Created attachment 1672741 [details] all logs Description of problem: When the controller is installed in a 3.9 cluster, all migrations fail Version-Release number of selected component (if applicable): 1.1.2 CAM stage How reproducible: Always Steps to Reproduce: 1. Prepare 2 clusters to perform migrations. One of them must be version ocp3.9 and the other ocp4.3 2. Install the controller in the 3.9 cluster 3. Run any migration Actual results: The migration fails with this failure $ oc get migmigration -o yaml .... status: conditions: - category: Advisory durable: true lastTransitionTime: 2020-03-23T15:22:45Z message: '[1] Stage pods created.' status: "True" type: StagePodsCreated - category: Critical lastTransitionTime: 2020-03-23T15:23:04Z message: 'Reconcile failed: [pods "restic-26mz2" is forbidden: User "system:serviceaccount:openshift-migration:migration-controller" cannot delete pods in the namespace "openshift-migration": User "system:serviceaccount:openshift-migration:migration-controller" cannot delete pods in project "openshift-migration"]. See controller logs for details.' status: "True" type: ReconcileFailed phase: RestartRestic Expected results: The migration should run without failures Additional info:
*** Bug 1816235 has been marked as a duplicate of this bug. ***
https://github.com/konveyor/mig-operator/pull/259 PR moves the overall deployment to use the same SA (migration-controller) regardless of where things are deployed. Ensures consistent permissioning.

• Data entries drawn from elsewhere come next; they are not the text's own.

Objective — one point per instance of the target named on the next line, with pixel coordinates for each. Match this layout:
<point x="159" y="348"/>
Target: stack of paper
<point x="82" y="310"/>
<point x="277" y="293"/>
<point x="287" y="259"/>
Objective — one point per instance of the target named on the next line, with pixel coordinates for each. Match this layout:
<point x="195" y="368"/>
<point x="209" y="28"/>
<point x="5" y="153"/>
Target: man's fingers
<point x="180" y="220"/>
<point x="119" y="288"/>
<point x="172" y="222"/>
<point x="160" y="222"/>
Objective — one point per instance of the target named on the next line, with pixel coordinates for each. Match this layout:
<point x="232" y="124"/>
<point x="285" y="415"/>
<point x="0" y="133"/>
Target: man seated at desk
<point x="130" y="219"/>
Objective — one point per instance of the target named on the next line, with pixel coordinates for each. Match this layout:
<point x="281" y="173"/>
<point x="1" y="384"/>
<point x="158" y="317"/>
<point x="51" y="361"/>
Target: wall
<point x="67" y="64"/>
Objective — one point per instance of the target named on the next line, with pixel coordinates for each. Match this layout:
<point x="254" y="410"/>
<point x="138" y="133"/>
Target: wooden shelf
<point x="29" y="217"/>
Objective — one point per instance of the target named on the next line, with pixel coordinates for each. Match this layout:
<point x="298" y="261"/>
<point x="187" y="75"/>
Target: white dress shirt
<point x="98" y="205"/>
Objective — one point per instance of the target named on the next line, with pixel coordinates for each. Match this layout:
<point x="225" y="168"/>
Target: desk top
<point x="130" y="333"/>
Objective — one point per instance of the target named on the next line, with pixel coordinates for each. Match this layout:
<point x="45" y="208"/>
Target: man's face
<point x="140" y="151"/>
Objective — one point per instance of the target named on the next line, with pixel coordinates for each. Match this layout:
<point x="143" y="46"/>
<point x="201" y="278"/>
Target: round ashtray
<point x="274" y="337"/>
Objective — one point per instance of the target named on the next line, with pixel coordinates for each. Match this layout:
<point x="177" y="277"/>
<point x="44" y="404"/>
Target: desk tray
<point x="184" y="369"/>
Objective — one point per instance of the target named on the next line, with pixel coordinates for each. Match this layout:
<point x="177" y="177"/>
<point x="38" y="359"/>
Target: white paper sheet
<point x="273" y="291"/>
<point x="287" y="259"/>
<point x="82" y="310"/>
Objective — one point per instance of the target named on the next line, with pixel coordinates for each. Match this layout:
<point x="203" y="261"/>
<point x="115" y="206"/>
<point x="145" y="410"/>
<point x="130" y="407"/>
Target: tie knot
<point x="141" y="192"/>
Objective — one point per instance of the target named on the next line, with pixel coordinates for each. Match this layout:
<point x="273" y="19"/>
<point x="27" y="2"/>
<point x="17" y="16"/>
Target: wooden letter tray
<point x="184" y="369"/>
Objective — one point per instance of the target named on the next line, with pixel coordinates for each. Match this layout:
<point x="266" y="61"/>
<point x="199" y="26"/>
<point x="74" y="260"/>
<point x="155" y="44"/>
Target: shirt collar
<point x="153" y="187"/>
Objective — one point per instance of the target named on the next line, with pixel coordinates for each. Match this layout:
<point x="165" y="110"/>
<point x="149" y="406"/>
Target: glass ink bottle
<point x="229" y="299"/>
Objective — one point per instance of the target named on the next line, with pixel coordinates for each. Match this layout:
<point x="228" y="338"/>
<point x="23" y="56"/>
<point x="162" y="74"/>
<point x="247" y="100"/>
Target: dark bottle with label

Using CAM 1.2 stage we found this problem when deploying the controller on 3.9 TASK [Gathering Facts] ********************************************************* An exception occurred during task execution. To see the full traceback, use -vvv. The error was: KeyError: 'getpwuid(): uid not found: 1000130000' fatal: [localhost]: FAILED! => {"msg": "Unexpected failure during module execution.", "stdout": ""} We move the BZ to ASSIGNED.
This is the upstream PR that fixed the last error: https://github.com/konveyor/mig-operator/pull/290 I have enabled the downstream content source to get nss_wrapper and updated the downstream Dockerfile to use our entrypoint with the fix that was eventually implemented by the ansible-operator team after the original solution was removed due to a CVE being filed against it.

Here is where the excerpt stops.